FOLHA - Mas o governo brasileiro também é acusado de intromissão nos assuntos internos hondurenhos. Qual o limite entre intervenção indevida e a defesa da democracia?
SWEIG - Esse é um longo debate. A Carta Democrática da OEA (Organização dos Estados Americanos) não é um documento intervencionista. Há uma grande diferença entre tomar medidas para corrigir violações de princípios articulados na Carta e intervir em assuntos internos de outro Estado. Mas o risco de ser uma potência nesta região ou globalmente é que você fica vulnerável à acusação de intervenção, seja por ação ou seja por omissão. Do meu ponto de vista, a disposição do Brasil em enfatizar a legitimidade do pleito de Zelaya pela volta à Presidência não deve ser confundida com intervenção no sentido clássico. Dito isso, pode ser que ir da retórica à prática, permitindo que Zelaya se estabeleça na embaixada, seja um passo ambicioso demais mesmo para o compromisso do governo Lula em restaurar a ordem democrática.

FOLHA - E o que isso significa na relação do Brasil com os EUA?
SWEIG - Não vi os EUA dizerem nada publicamente sobre a decisão do Brasil de permitir a entrada de Zelaya na embaixada. Você viu?

FOLHA - O chanceler Celso Amorim e a embaixadora americana na ONU tiveram uma discussão [na sexta-feira]. A embaixadora disse que o Brasil recorrera ao fórum errado para tratar de Honduras.
SWEIG - Lembre-se de que hoje não há nenhuma liderança respondendo pela América Latina no governo americano. Temos o Afeganistão, a questão nuclear no Irã. O último lugar em que este governo quer pôr sua energia é na região. O que eu diria é que há tensões entre EUA e Brasil, como essa conversa sobre Honduras sugere. Mas isso pode forçar uma atenção [ao Brasil] em nível superior, porque os dois governos, seja no G20, no tema da mudança climática, em Cuba, precisam um do outro. Ambos têm a ganhar com relações mais fortes e menos polarizadas.

FOLHA - O acordo para o uso pelos EUA de bases na Colômbia contribuiu para essa tensão?
SWEIG - Nos primeiros nove meses deste ano, o Brasil queria ser visto como a potência na América do Sul que poderia ajudar Washington a recuperar sua posição na região. Mas ocorreu que, primeiro, do ponto de vista brasileiro os EUA não se moveram com a rapidez esperada na questão de Cuba [o governo brasileiro tem insistido no fim do embargo]. Depois, vieram as bases. Acho que falhas da diplomacia americana levaram a uma batalha desnecessária. Se a consulta à região tivesse sido mais séria, a tensão poderia ter sido evitada.
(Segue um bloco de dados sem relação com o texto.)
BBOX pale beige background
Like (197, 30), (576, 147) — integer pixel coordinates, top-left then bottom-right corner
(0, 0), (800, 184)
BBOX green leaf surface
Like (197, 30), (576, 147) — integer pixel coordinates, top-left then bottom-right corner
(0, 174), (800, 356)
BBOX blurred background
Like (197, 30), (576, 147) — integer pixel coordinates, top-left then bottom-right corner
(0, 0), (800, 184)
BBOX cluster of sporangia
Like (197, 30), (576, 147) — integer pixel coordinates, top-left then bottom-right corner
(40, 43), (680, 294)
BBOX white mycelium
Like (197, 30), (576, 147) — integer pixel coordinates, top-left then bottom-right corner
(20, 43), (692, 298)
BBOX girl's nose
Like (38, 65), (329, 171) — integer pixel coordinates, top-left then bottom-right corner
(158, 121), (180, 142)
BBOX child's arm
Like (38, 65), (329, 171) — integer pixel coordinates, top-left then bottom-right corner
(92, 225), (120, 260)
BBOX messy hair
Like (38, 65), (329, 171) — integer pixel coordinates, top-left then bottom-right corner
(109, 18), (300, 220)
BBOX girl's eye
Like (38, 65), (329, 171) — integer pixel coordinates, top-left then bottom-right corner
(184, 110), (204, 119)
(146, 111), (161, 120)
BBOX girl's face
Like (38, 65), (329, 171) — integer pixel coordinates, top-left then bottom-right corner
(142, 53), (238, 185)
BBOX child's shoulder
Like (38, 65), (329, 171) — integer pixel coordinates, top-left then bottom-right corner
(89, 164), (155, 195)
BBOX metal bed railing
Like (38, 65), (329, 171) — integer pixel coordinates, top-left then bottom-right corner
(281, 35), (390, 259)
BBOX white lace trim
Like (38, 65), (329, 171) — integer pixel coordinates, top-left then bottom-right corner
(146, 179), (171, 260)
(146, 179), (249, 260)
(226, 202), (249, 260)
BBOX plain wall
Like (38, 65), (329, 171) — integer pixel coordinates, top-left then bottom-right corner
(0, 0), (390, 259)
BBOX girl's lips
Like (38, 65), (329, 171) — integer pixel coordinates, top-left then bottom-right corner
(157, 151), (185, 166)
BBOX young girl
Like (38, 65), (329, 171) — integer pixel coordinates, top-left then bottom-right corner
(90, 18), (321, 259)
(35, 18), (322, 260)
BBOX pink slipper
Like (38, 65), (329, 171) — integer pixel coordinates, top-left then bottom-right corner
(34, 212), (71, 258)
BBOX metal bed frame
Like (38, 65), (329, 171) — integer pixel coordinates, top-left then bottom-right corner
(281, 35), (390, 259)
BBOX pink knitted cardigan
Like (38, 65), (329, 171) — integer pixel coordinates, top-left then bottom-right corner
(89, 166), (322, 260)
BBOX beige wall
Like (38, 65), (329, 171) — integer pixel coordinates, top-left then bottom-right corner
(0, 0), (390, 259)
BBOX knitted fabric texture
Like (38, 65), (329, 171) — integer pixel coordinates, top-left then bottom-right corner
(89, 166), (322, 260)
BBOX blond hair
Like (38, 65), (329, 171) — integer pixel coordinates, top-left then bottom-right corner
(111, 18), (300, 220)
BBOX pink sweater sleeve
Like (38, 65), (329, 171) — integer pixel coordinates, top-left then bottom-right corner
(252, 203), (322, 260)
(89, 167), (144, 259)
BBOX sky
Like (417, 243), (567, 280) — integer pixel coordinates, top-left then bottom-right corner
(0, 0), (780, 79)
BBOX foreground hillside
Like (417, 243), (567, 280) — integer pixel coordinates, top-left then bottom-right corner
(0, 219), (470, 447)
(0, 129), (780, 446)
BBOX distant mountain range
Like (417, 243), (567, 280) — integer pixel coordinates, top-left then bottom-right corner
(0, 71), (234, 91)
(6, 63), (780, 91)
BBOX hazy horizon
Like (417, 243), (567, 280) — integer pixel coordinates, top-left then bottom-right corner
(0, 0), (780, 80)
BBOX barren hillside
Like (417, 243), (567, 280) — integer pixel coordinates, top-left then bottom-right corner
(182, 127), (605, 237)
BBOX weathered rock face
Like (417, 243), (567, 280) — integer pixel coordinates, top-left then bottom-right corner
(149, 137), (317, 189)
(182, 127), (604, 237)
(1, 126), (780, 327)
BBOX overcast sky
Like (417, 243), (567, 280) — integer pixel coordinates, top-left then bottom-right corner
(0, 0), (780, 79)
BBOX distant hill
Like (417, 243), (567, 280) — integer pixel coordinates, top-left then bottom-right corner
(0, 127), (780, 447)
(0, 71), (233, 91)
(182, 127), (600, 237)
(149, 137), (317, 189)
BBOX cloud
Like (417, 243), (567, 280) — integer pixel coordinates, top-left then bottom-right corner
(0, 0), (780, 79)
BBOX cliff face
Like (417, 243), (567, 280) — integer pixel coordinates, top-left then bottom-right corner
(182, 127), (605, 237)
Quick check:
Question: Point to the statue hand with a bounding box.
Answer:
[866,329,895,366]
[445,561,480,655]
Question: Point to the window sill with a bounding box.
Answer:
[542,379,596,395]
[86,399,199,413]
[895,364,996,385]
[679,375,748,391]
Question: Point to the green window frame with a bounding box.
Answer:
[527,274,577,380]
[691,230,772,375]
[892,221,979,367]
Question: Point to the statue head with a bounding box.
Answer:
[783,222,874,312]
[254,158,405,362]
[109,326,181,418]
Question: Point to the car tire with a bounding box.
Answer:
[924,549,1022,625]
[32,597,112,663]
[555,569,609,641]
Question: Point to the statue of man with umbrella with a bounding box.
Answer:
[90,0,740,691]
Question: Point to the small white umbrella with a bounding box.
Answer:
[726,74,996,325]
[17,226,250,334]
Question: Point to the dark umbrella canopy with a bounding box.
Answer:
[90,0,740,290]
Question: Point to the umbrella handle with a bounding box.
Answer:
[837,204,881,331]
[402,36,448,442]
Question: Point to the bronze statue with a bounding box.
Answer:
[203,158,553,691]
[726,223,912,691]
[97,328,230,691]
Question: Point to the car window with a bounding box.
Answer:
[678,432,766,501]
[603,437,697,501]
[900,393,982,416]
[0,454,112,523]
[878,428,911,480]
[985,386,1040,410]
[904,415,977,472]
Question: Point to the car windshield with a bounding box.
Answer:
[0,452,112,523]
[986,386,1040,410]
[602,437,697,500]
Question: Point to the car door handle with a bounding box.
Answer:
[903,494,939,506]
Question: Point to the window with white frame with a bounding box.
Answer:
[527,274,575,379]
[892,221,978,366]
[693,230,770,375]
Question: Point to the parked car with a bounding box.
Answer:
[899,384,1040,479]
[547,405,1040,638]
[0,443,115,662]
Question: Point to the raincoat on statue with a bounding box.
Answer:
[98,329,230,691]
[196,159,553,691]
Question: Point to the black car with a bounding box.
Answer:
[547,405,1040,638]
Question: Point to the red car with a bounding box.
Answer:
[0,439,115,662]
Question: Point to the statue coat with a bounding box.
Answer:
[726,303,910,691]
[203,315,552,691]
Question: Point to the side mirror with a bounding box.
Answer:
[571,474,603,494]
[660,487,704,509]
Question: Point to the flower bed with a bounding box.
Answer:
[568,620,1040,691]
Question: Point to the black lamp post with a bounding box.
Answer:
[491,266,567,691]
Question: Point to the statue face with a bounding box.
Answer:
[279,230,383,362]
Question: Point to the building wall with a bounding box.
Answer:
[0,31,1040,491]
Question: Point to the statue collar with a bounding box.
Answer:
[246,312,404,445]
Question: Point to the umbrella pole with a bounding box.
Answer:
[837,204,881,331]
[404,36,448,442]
FOLHA - Quem está no comando da diplomacia para a região nos EUA?
SWEIG - Ninguém sabe. Thomas Shannon submergiu, porque não quer pôr em risco sua confirmação para a embaixada em Brasília. Não acho que isso [a disputa sobre as bases] teria acontecido se ele e Valenzuela não tivessem sido tão enfraquecidos pelo caso de Honduras. E aí é que tudo se junta.

FOLHA - Há preocupação nos EUA com o acordo militar entre Brasil e França?
SWEIG - Diria que há alguma preocupação, não porque seja a França, que é aliada dos EUA, mas porque reflete a redução da influência dos EUA na região. Mas há algo importante sobre o Irã.

FOLHA - O que é?
SWEIG - Com o aumento do foco sobre o Irã, haverá uma expectativa em Washington de que uma potência como o Brasil deve se juntar a França, Reino Unido, EUA, Alemanha, China e Rússia [o grupo que iniciará negociações com Teerã na próxima quinta-feira] na advertência ao Irã de que haverá um preço a pagar por não cumprir as regras da AIEA (Agência Internacional de Energia Atômica) ou enganá-la.
A percepção de que o presidente Lula se preocupa pouco com as pretensões nucleares do Irã ou com a anormalidade extrema das últimas eleições [iranianas] pode alimentar a sensação em Washington de que o problema brasileiro em Honduras poderia ter uma atenção mais positiva dos EUA se o Brasil expressasse posição mais dura sobre o Irã.
Proliferação nuclear e Irã são questões vitais para os EUA, e a impressão de que Lula tenta ficar acima disso pode diminuir a posição brasileira em temas mais perto de casa. O Brasil pode condenar as instalações secretas iranianas [denunciadas por EUA, França e Reino Unido na semana passada] sem sacrificar suas prioridades nas relações Sul-Sul.